Mit der Swap-Taste vertauschen Sie die Reihenfolge der Inserts 4 und 5 im Signalweg ohne lästiges Umstecken der Anschlüsse. So entscheiden Sie beispielsweise mit einem Tastendruck, ob der Kompressor vor oder nach dem EQ im Signalweg liegen soll.

Mix-Fade

Dieses Potentiometer von Penny & Giles hat es in sich: Im Fade-Modus dient es als einfacher Summenregler für Fade-Outs, der zwischen Insert 7 und Insert 8 im Signalweg liegt. Im Mix-Modus mischt er dem Ausgangssignal unbearbeitete Signalanteile hinzu, beispielsweise für Parallel-Kompressionen.

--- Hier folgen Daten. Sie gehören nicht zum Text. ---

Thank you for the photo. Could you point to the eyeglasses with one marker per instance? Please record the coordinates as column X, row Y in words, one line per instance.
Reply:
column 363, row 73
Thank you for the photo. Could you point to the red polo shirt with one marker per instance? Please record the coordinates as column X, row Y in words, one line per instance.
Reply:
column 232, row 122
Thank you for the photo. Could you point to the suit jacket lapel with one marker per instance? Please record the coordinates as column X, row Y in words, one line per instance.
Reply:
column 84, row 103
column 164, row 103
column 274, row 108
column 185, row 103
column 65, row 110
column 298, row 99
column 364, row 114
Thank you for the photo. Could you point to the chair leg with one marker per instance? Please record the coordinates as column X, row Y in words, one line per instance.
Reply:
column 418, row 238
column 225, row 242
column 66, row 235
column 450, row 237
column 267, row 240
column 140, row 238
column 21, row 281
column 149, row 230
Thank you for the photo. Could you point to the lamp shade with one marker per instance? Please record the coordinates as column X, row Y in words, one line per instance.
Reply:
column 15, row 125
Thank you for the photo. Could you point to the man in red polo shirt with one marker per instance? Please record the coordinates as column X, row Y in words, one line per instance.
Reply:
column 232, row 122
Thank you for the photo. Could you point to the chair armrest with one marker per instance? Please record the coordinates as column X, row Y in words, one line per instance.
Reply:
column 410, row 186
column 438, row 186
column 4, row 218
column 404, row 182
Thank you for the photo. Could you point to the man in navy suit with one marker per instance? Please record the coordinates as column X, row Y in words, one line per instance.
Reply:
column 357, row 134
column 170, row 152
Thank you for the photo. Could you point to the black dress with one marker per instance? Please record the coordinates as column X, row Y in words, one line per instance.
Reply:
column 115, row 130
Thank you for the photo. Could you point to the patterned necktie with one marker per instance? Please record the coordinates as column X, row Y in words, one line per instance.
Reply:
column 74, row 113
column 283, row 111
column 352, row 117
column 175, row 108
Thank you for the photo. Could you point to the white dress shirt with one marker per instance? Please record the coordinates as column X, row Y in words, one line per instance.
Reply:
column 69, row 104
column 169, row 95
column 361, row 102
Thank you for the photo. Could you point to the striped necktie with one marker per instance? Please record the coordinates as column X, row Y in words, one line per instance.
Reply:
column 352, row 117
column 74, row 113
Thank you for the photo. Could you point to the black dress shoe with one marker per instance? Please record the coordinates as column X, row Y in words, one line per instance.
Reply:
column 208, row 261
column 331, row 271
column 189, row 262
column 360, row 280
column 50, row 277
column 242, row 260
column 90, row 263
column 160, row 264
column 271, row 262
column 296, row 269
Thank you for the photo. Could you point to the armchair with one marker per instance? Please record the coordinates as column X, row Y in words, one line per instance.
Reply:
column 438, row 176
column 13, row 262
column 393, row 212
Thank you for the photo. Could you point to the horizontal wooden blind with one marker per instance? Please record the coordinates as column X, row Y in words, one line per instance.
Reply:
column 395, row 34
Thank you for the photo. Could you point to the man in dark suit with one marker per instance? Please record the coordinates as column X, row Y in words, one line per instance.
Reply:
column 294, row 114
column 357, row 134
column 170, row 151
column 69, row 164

Im Differenzmodus mischt er dem Ausgangssignal dagegen das Differenzsignal der M/S-Matrix hinzu, um die Basisbreite subtil zu erhöhen.

Output

Auch im Ausgang werden beide Kanäle über separate, goldkontaktierte Präzisions-Drehschalter im Pegel korrigiert - zwischen -5,5 und +6 dB in Schritten zu 0,5 dB. Insert 8 ist übrigens hinter dem Mix-Fade-Regler und hinter den Gain-Schaltern im Signalweg angeordnet - der ideale Platz für einen Ausgangs-Limiter.

Anschlüsse

Neben den Multipin-Verbindern für die Stereo-Inserts 1-4 und 5-8 (D-Sub DB25 oder ELCO) sorgen zahlreiche XLR-Anschlüsse für jede Menge Flexibilität: Drei Stereo-Eingänge, Stereo-Direktausgang, ein zusätzlicher XLR-Insert für temporär benötigte Peripheriegeräte, Ausgänge für das unbearbeitete Summen- und Differenzsignal der M/S-Matrix, ein Mix-Eingang sowie doppelt ausgeführte Ausgänge.